Again, the join is right in the middle. Yes, you can see it. But you are always going to be able to see a join in a double moss stitch fabric.
I think this is really very good indeed. Unobtrusive, quick to work, no tension problems - completely impossible for there ever to be any tension problems actually, it will always be perfect in this respect - and completely flat.
But I must block it, and attach the sleeves, and work the long seam at each side.
- Wash dog toys and dog bedding.
- Plant out the tomatoes and the salad greens.
Not so elsewhere in the country, of course - but the weather is famously mild here in the West Country. And we do have a roll of polyfleece in the garage, just in case.
The runner beans are coming up nicely, by the way, although only five out of the ten planted are showing. This gives rise to some thought. This is the first time we've planted runner beans, so we don't really know what to expect. Are we really seeing only 50% germination? Or is something eating them?
- Go for a walk.
I won't be walking with the puppy for a while, of course. She will be just 8 weeks old when we pick her up, and she won't be going outside the house and garden - and the boat, of course - until the vet says it is ok. And even then, no long walks until she is grown.

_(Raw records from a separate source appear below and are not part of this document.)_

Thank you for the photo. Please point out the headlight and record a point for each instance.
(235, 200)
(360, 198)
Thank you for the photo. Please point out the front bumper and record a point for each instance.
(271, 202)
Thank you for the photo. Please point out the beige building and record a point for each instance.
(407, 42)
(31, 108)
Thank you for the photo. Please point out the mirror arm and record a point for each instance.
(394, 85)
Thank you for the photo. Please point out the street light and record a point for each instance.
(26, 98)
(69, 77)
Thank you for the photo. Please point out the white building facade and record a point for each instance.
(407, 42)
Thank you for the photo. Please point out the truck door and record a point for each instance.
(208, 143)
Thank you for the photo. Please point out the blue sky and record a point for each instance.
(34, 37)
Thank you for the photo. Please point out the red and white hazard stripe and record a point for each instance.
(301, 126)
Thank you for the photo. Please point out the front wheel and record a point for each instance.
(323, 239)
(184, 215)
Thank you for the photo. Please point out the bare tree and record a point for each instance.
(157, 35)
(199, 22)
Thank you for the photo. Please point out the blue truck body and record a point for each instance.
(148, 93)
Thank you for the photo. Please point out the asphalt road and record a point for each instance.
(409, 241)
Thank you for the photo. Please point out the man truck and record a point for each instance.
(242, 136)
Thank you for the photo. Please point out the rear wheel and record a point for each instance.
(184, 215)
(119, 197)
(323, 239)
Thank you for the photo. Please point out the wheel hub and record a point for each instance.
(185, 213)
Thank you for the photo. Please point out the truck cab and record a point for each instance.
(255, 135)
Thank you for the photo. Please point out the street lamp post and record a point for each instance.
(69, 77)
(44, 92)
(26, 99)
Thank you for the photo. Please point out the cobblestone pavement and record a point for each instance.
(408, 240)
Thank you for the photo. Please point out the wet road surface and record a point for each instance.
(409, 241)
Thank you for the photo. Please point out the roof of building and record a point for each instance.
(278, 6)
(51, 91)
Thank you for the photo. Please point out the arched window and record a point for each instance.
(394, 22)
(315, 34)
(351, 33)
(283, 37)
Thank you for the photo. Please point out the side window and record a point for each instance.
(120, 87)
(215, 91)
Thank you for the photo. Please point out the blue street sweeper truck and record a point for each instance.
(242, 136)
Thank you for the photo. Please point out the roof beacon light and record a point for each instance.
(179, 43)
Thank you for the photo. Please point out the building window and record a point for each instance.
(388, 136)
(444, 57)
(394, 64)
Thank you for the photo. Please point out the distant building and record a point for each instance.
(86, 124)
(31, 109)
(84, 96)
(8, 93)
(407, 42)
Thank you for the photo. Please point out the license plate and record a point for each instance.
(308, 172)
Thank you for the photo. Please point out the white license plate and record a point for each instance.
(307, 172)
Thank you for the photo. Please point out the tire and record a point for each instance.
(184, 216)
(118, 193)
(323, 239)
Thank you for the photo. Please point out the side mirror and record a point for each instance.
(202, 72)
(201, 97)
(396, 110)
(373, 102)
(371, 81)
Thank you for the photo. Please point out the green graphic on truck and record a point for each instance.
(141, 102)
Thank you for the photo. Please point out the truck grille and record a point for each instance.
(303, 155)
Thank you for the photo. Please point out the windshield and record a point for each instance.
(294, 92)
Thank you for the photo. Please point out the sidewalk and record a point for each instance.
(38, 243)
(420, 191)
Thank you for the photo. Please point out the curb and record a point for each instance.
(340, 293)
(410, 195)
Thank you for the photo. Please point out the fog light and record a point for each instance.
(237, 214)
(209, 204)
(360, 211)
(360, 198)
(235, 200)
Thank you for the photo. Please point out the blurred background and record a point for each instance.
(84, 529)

However I am not so keen on limiting my own exercise, which is important to me. Fortunately, I do have a solution. We are getting a puppy sling, which is much like a baby sling.
Like that. Common sense, really. I can walk with little one until she's had enough, and then pick her up and put her in the sling. And then I can walk some more.

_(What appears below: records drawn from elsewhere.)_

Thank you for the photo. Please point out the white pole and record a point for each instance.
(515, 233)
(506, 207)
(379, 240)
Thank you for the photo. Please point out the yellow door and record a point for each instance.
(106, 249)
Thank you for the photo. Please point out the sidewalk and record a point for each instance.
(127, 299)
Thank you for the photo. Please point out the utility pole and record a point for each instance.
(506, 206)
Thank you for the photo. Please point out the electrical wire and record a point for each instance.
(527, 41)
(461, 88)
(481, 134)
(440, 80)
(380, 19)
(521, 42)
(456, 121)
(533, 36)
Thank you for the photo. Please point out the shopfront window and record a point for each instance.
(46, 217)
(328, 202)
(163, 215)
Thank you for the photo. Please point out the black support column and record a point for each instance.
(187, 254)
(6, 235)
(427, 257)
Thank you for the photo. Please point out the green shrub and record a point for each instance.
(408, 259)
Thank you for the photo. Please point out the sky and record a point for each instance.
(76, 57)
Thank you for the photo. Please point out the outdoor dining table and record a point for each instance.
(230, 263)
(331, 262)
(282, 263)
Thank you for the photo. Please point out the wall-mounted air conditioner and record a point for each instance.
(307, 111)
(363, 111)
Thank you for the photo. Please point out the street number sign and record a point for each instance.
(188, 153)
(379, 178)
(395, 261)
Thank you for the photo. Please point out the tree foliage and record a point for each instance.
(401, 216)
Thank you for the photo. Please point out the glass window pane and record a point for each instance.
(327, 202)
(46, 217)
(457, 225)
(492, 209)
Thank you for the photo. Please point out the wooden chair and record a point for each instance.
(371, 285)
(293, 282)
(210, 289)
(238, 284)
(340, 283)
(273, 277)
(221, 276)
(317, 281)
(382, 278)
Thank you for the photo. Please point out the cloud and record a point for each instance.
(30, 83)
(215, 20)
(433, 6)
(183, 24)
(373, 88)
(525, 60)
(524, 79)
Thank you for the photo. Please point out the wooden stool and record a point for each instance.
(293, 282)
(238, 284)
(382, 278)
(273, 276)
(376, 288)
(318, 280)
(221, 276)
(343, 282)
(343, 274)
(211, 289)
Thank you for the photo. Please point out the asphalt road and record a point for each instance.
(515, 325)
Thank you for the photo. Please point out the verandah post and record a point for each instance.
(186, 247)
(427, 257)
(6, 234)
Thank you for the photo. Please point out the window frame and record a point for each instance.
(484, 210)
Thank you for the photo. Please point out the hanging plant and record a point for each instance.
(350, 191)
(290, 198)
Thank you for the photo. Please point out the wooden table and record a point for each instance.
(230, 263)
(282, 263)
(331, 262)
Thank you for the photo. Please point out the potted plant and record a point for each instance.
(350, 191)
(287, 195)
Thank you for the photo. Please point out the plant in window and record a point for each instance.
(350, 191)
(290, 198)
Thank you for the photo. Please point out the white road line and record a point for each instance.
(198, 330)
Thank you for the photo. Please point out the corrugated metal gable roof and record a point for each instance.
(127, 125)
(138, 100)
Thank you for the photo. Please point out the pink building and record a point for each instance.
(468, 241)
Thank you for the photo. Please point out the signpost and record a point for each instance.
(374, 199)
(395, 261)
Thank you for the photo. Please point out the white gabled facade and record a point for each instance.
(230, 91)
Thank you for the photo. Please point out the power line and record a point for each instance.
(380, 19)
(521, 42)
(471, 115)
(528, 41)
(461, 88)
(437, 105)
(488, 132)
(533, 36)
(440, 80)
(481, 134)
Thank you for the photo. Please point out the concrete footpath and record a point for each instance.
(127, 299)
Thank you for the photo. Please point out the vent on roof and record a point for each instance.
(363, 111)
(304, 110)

- Knit some more on Citron.
This is turning out to be a real pleasure. The yarn - Malabrigo Lace - is new to me, and it is just lovely, in so many ways. And the colour is beautiful too.
The rows are long in the ruffled sections - I currently have 348 stitches on the needle. And I am enjoying every single one of them.
- Decide what to knit next, when Dusk is finished.
This last is rather nice. A simple 5x5 ribbing, with a twilled edging worked in a slipstich pattern.
Ideally suited to the crisp handle and soft sheen of Silk Cotton, if you ask me. Ms Isager works it up with three yarns held together, a combination of cotton, linen, and viscose, producing a fabric with 4.5spi.
Silk Cotton works nicely too. I know this, because I have swatched. Yes, I am serious here. (And I have just noticed that my swatch is the wrong way up. But you get my drift.)
And isn't this a brilliant idea? I don't mean the swatching, although that is a good thought, and very necessary here. I mean that for every pattern in this book, the designer gives specific instructions for a swatch that incorporates the pattern stitches that will be used - and, get this - gives an actual size picture of a swatch.
So all you have to do is work your swatch, block it, and compare with the picture.
Brilliant, if you ask me. Also, rather fun.